Con el paso del tiempo, una débil luz matutina superó las nubes y inundó la ciudad en sus primeras horas. Cuando el sol asomó su rostro, la puerta cerrada de la plaza real se abrió lentamente. De repente, la multitud agolpada se desbordó como una marea hacia adentro.
Cuando Xio Yan y Habei Dong llegaron a la entrada del área de competencia, vieron un largo cuello de botella de personas esperando. Suspiraron cansinamente antes de seguir adelante.
“Vamos conmigo”, dijo Habei Dong mientras miraba alrededor, luego se dio la vuelta hacia una parte diferente de la plaza. Caminando un poco detrás de él, el ruido a su alrededor comenzó a disiparse. Al doblar una esquina, Xio Yan vio que en el fondo de la plaza también había una puerta secundaria. Sin embargo, más allá de ella, cientos de soldados armados bloqueaban el paso.
Sin prestar atención a los soldados, Habei Dong llevó a Xio Yan hacia adentro con indiferencia, y estos soldados parecían entender su importancia ya que no se oponieron a ellos.
Después de pasar la puerta, caminaron un cierto tiempo hasta que sus vistas se abrieron. Alzando la vista, vieron que Liao Ling y el Príncipe Junior ya estaban allí. A su lado había varios participantes que habían superado las dos rondas anteriores. Todos charlaban entre ellos.

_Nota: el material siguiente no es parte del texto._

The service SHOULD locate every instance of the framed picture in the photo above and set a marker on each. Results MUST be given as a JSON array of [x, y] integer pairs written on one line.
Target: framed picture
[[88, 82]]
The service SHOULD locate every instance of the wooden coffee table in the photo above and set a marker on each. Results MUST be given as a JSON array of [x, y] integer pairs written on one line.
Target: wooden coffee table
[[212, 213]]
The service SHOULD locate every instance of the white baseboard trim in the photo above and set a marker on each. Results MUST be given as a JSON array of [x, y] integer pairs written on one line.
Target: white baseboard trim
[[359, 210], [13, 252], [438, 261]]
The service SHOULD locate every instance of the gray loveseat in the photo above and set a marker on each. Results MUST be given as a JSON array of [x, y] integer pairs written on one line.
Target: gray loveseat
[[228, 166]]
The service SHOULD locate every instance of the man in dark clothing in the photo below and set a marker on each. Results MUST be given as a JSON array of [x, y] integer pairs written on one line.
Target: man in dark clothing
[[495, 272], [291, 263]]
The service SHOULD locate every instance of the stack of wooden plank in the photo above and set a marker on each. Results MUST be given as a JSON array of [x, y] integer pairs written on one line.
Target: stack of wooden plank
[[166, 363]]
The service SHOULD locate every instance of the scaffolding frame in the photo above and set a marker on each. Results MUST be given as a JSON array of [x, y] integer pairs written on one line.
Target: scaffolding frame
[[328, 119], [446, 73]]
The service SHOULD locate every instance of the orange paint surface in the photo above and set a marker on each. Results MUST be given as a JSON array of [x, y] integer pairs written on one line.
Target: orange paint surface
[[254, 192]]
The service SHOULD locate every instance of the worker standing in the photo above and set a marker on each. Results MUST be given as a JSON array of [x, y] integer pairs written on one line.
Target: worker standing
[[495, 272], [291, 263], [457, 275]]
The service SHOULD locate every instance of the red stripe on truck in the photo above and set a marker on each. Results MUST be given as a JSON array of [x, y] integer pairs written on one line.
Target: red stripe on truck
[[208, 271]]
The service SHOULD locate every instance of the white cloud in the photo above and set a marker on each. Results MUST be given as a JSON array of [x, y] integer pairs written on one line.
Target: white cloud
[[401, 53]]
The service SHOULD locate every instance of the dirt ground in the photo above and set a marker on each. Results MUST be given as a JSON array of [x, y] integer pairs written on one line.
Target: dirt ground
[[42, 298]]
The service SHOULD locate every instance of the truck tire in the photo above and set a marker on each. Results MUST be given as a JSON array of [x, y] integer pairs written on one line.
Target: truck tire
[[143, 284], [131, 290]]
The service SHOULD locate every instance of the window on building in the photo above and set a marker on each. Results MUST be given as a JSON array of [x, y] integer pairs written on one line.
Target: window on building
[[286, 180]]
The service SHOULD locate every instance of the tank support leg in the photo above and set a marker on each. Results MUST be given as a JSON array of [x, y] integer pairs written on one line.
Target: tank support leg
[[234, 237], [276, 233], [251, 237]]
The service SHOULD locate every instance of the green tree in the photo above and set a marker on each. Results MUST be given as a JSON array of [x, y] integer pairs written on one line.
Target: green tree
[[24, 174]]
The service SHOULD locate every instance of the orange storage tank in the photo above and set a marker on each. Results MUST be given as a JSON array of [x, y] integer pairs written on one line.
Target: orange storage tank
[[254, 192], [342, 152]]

Al entrar Xio Yan con Habei Dong, los murmullos de los presentes se hicieron más bajos. Aunque aún vestía una túnica del segundo grado de alquimista, nadie dudaba ya de su poder real después de la impresionante competencia del día anterior. La habilidad que había mostrado Xio Yan en aquel duelo le había ganado admiración a todos... Ahora estaba entre los líderes en este torneo y era indiscutiblemente superior al Príncipe Junior, Liao Ling, y otros.
Donde hay talento y poder, siempre se gana respeto. Esto era válido incluso en el mundo de la alquimia.
“Jajaja, Señor Rococón, llegaste temprano”, dijo el Príncipe Junior con una sonrisa mientras se acercaba a ellos.
“No estás mal tampoco, Príncipe”, respondió Xio Yan sin entusiasmo. Aunque no le agradaban las actitudes del Príncipe Junior al principio, era la descendiente de alguien que hasta Habei Dong temía y por lo tanto no podía mostrar una indiferencia total.
“Hoy es la última ronda, Señor Rococón, no podemos perder frente a ese tipo”, dijo el Príncipe Junior con un tono ligero.
“Intentaremos nuestro mejor”, respondió Xio Yan. “Ese tipo tampoco es fácil”.
“Señor Rococón, en momentos como estos no puedes cometer errores, estoy esperando que nos enfrentemos, ¿sabes?”, agregó Liao Ling con una sonrisa fría.
Con un asentimiento indiferente, Xio Yan levantó la vista y vio a Flamma y varios otros líderes de guildas que caminaban por el segundo piso. Al recibir su mirada, Flamma le ofreció una sonrisa amable y luego bajó con ellos para saludar.